Supported Tokenizers

iob2labels is tested across four tokenizer families covering 18 checkpoints. Both encoding and decoding are verified via round-trip tests: encode spans to labels, decode labels back to spans, and assert the recovered spans exactly match the originals.

Tested Checkpoints

Family Checkpoints
WordPiece bert-base-cased, bert-base-uncased, bert-large-cased, bert-large-uncased, bert-base-multilingual-cased, distilbert-base-cased, distilbert-base-uncased, google/electra-base-discriminator
BPE (byte-level) roberta-base, roberta-large, distilroberta-base, allenai/longformer-base-4096
SentencePiece BPE FacebookAI/xlm-roberta-base, almanach/camembert-base
SentencePiece Unigram albert-base-v2, xlnet-base-cased, t5-small, google/flan-t5-base

Tokenizer Families

WordPiece

WordPiece tokenizers (BERT, DistilBERT, ELECTRA) split words into subword units prefixed with ##. For example, "tokenization" might become ["token", "##ization"]. Character-to-token alignment is straightforward — each subword maps cleanly to a contiguous character range.

These tokenizers are fully compatible with iob2labels and require no special handling.

BPE (Byte-Level)

Byte-level BPE tokenizers (RoBERTa, Longformer) operate on byte-level representations and use \u0120 (Ġ) as a word-boundary prefix. For example, " Queen" becomes ["ĠQueen"].

The Encoding.char_to_token() and Encoding.token_to_chars() methods handle the byte-level mapping correctly, so iob2labels works with these tokenizers without modification.

SentencePiece BPE

SentencePiece BPE tokenizers (XLM-RoBERTa, CamemBERT) use the (U+2581) character to represent word boundaries. For example, " Queen" becomes ["▁Queen"].

These tokenizers absorb the leading whitespace into the token, which means token_to_chars() returns a range that includes the space character.
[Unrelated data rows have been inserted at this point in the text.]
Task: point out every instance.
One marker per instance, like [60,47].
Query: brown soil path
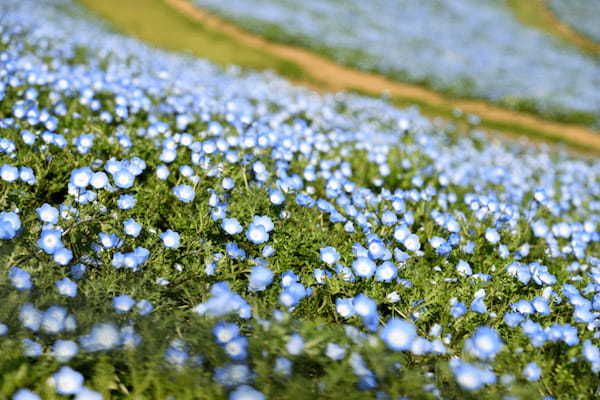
[338,78]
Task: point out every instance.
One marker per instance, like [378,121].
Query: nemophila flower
[67,381]
[484,344]
[103,336]
[268,251]
[257,234]
[78,271]
[329,255]
[99,180]
[64,350]
[363,267]
[10,224]
[227,183]
[260,278]
[231,375]
[283,366]
[27,175]
[123,178]
[162,172]
[20,279]
[66,287]
[398,334]
[478,304]
[469,377]
[81,177]
[386,272]
[123,303]
[246,392]
[25,394]
[144,307]
[109,241]
[412,243]
[457,308]
[234,251]
[344,307]
[62,256]
[231,226]
[50,241]
[492,235]
[132,228]
[126,201]
[264,221]
[170,239]
[276,196]
[30,317]
[184,193]
[236,348]
[48,214]
[225,331]
[54,319]
[8,173]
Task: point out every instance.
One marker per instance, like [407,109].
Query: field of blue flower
[171,230]
[468,48]
[582,15]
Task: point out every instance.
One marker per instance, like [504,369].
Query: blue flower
[67,381]
[225,331]
[132,228]
[532,372]
[81,177]
[492,236]
[62,256]
[257,234]
[263,220]
[48,214]
[170,239]
[123,178]
[50,241]
[184,193]
[260,278]
[398,334]
[485,343]
[231,226]
[236,348]
[126,201]
[25,394]
[386,272]
[144,307]
[8,173]
[329,255]
[123,303]
[19,278]
[66,287]
[363,267]
[9,225]
[344,307]
[245,392]
[64,350]
[412,243]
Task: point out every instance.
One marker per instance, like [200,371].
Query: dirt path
[537,13]
[338,78]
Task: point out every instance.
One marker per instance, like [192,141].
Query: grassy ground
[157,23]
[536,14]
[180,32]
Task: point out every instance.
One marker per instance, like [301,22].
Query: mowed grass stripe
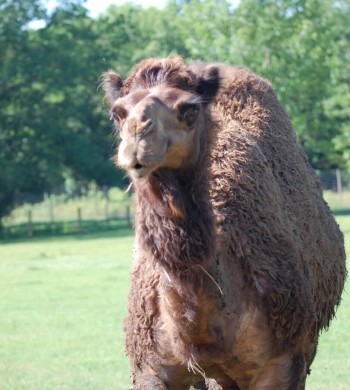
[62,304]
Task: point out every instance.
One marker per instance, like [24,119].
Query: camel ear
[111,84]
[208,83]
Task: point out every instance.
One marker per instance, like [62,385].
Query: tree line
[53,122]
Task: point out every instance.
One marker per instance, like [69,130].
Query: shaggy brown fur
[239,263]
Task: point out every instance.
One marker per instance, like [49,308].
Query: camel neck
[174,221]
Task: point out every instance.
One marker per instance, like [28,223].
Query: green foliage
[53,121]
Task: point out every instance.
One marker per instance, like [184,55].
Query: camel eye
[188,113]
[119,113]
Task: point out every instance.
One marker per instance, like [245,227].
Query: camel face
[158,128]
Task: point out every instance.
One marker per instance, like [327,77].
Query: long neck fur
[174,221]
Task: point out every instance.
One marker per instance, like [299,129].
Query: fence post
[30,224]
[339,185]
[128,216]
[80,227]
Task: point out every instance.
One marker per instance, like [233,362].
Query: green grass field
[62,304]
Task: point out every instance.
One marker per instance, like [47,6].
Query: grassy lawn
[62,304]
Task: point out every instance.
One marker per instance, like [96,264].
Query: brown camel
[238,261]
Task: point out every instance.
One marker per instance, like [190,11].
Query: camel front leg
[281,373]
[149,382]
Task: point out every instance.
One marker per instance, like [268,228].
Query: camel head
[160,114]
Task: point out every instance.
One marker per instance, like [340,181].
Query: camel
[238,262]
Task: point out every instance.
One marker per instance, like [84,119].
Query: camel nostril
[138,166]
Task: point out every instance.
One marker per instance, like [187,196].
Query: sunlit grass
[62,304]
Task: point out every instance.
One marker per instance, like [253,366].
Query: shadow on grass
[86,230]
[341,212]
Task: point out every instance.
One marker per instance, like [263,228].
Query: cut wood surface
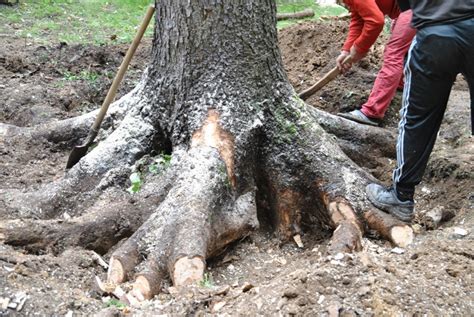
[394,230]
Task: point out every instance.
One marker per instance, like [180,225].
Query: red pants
[391,73]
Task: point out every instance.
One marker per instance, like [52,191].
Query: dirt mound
[309,51]
[40,83]
[258,275]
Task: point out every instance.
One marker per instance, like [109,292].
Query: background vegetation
[100,21]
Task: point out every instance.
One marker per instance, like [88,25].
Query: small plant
[115,303]
[136,181]
[160,164]
[206,281]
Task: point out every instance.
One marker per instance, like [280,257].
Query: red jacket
[367,21]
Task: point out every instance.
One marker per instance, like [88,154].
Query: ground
[257,275]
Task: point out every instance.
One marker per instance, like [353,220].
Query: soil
[258,275]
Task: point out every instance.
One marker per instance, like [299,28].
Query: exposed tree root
[357,140]
[72,130]
[390,228]
[228,143]
[348,232]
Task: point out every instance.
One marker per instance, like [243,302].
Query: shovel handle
[322,82]
[122,69]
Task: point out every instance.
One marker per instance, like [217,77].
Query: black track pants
[438,53]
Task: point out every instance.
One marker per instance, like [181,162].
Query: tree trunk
[243,147]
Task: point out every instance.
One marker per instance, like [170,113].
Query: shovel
[81,150]
[305,94]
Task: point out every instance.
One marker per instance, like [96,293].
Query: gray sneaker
[386,199]
[359,116]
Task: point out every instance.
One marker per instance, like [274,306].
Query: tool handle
[322,82]
[123,68]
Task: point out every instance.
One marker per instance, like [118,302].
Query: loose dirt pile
[257,275]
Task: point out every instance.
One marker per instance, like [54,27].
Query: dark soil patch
[257,275]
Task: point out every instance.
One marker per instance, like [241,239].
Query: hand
[343,64]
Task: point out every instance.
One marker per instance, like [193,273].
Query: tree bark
[243,148]
[308,13]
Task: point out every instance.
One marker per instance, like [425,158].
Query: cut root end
[402,236]
[116,273]
[188,271]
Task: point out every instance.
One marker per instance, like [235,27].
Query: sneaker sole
[357,119]
[389,209]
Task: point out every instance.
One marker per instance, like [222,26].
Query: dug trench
[259,274]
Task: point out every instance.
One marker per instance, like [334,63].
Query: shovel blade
[77,153]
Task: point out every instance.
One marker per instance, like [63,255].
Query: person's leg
[465,29]
[390,74]
[432,65]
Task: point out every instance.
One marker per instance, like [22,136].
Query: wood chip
[217,306]
[22,303]
[223,290]
[298,241]
[4,301]
[246,287]
[105,287]
[99,260]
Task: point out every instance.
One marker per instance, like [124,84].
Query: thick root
[197,219]
[72,130]
[399,233]
[347,236]
[357,139]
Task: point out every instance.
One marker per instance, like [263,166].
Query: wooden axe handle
[322,82]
The decoder handles this automatically — see Whitespace Handling below.

SentencePiece Unigram

SentencePiece Unigram tokenizers (ALBERT, XLNet, T5, Flan-T5) also use the prefix convention and share the same whitespace absorption behavior as SentencePiece BPE.
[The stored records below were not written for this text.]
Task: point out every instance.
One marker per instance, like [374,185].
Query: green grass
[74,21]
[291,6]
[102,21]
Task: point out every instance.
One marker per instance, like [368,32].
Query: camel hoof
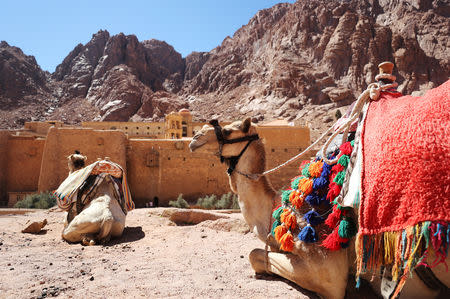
[257,260]
[87,241]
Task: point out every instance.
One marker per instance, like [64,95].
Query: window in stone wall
[152,158]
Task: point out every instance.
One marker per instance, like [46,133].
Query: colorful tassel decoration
[305,171]
[291,221]
[305,185]
[279,231]
[277,213]
[315,169]
[287,242]
[347,228]
[313,218]
[346,148]
[313,199]
[308,234]
[275,224]
[319,183]
[285,196]
[297,200]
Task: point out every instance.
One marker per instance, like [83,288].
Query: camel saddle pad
[406,161]
[67,192]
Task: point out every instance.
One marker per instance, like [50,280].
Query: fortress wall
[61,142]
[4,137]
[134,129]
[160,168]
[24,163]
[167,168]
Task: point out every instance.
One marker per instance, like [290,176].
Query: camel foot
[257,259]
[88,241]
[105,240]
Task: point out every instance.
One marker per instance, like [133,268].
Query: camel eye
[226,132]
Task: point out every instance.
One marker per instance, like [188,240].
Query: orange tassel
[279,231]
[283,215]
[291,221]
[287,242]
[298,200]
[305,185]
[315,169]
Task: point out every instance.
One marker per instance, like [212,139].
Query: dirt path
[154,258]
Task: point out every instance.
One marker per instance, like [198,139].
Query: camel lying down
[96,215]
[308,265]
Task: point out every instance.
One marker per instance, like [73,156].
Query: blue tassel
[320,182]
[313,200]
[308,235]
[313,218]
[326,170]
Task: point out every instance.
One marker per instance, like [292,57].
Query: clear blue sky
[49,30]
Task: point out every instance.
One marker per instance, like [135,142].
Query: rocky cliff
[298,61]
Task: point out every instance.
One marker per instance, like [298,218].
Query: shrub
[179,203]
[207,202]
[235,202]
[43,200]
[226,201]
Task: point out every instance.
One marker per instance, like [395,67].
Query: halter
[233,160]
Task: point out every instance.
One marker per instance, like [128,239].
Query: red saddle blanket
[406,152]
[405,183]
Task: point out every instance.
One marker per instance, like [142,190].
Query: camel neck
[255,196]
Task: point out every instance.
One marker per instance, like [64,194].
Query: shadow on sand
[269,277]
[130,234]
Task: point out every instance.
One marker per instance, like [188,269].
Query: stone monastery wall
[161,168]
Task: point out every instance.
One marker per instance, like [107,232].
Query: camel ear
[245,126]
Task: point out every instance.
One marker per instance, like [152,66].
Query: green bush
[226,201]
[179,203]
[43,200]
[207,202]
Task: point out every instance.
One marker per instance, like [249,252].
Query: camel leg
[322,276]
[105,231]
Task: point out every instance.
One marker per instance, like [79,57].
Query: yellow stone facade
[156,168]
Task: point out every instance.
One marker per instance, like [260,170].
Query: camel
[308,265]
[101,218]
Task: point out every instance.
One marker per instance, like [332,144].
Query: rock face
[298,61]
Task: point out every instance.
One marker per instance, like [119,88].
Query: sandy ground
[155,258]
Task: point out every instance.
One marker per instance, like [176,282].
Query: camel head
[205,140]
[76,161]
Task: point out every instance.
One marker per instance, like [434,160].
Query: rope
[372,92]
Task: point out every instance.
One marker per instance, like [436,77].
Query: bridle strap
[234,160]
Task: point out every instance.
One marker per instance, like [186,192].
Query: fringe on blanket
[404,250]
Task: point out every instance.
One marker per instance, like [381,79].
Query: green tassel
[305,171]
[274,225]
[339,178]
[344,160]
[285,196]
[294,184]
[347,228]
[277,213]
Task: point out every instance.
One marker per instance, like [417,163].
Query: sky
[50,29]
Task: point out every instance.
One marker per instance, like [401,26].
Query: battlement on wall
[156,168]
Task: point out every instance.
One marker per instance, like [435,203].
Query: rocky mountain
[300,61]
Google Flan-T5 sentinel tokens

Flan-T5 uses sentinel tokens (e.g., <extra_id_0>) in its vocabulary. The round-trip check accounts for these during conversion verification.

SentencePiece Whitespace Handling

SentencePiece-based tokenizers (both BPE and Unigram families) absorb leading whitespace into the first token of each word. This means token_to_chars() can return character offsets that include the space before the entity rather than just the entity text.

For example, given the text "film about Queen Elizabeth" and an entity at (11, 26) covering "Queen Elizabeth":

  • A WordPiece tokenizer maps "Queen" to chars (11, 16) — correct
  • A SentencePiece tokenizer maps "▁Queen" to chars (10, 16) — includes the preceding space

The decoder corrects this automatically by stripping leading (and trailing) whitespace from the recovered character range using the original text. No configuration needed.

Using Untested Tokenizers

Any HuggingFace-compatible tokenizer with a tokenizer.json file on the Hub should work with iob2labels. When you use a checkpoint not in the tested list, a UserWarning is emitted:

UserWarning: Tokenizer 'my-custom/tokenizer' is not in the list of checkpoints tested
with iob2labels. It may work correctly, but results have not been verified.

The built-in conversion check (conversion_check=True, the default) will catch any alignment issues at encoding time. If the round-trip verification passes, the tokenizer is working correctly for your data.

To suppress the warning once you've verified correctness:

import warnings
warnings.filterwarnings("ignore", message="Tokenizer.*not in the list")